IF A 50.0 ML SAMPLE OF CALCIUM HYDROXIDE IS TITRATED WITH 25.0 ML OF 0.200M PHOSPHORIC ACID, WHAT IS THE MOLARITY OF THE BASE?
3Ca(OH)2 + 2H3PO4 ==> 6H2O + Ca3(PO4)2
mols H3PO4 = M x L = ?
Using the coefficients in the balanced equation, convert mols H3PO4 to mols Ca(OH)2. That will be
mols H3PO4 x (3 mols Ca(OH)2/2 mols H3PO4) = mols H3PO4 x (3/2) = ?

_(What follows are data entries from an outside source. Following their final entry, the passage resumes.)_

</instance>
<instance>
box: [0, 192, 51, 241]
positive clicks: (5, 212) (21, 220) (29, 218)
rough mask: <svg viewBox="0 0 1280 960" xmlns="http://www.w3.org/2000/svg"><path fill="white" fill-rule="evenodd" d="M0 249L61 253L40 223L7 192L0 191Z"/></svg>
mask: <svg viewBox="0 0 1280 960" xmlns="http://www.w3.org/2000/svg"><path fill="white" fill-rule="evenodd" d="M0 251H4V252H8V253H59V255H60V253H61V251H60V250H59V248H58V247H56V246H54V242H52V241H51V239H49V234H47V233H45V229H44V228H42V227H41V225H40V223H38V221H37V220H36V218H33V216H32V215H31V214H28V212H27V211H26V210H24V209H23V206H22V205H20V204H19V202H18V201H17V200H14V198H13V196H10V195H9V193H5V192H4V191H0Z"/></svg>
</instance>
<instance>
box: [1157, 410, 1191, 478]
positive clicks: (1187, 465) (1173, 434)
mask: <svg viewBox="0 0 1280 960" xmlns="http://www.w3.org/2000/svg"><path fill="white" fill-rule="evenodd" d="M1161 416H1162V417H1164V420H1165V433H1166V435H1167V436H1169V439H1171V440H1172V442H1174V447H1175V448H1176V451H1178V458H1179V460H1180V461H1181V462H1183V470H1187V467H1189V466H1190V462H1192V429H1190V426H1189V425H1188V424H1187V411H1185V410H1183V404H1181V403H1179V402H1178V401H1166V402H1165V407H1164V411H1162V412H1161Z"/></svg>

Then M Ca(OH)2 = mols Ca(OH)2/L Ca(OH)2
To find the molarity of the base (calcium hydroxide), you need to use the concept of stoichiometry and the balanced chemical equation for the reaction between calcium hydroxide and phosphoric acid. The balanced equation is:
3Ca(OH)2 + 2H3PO4 -> Ca3(PO4)2 + 6H2O
Given:
Volume of calcium hydroxide solution (base) = 50.0 mL
Volume of phosphoric acid solution (acid) = 25.0 mL
Molarity of phosphoric acid solution (acid) = 0.200 M
First, determine the number of moles of acid used in the reaction by using the formula:
moles of acid (H3PO4) = Molarity of acid (H3PO4) x Volume of acid (H3PO4)
moles of acid = 0.200 M x 0.0250 L (since 1 mL = 0.001 L)
Next, since the balanced equation shows that 3 moles of calcium hydroxide will react with 2 moles of phosphoric acid, use stoichiometry to determine the number of moles of base (Ca(OH)2) used in the reaction.
moles of base (Ca(OH)2) = (moles of acid (H3PO4) x 3) / 2
Now, calculate the molarity of the base by dividing the moles of base by the volume of the base solution:
Molarity of the base (Ca(OH)2) = moles of base (Ca(OH)2) / Volume of base solution (Ca(OH)2)
Given that the volume of the base solution is 50.0 mL (converted to liters, this is 0.050 L), substitute the values into the equation:
Molarity of the base (Ca(OH)2) = (moles of acid (H3PO4) x 3) / (2 x Volume of base solution (Ca(OH)2))
Now you can calculate the molarity of the base by plugging in the values calculated above.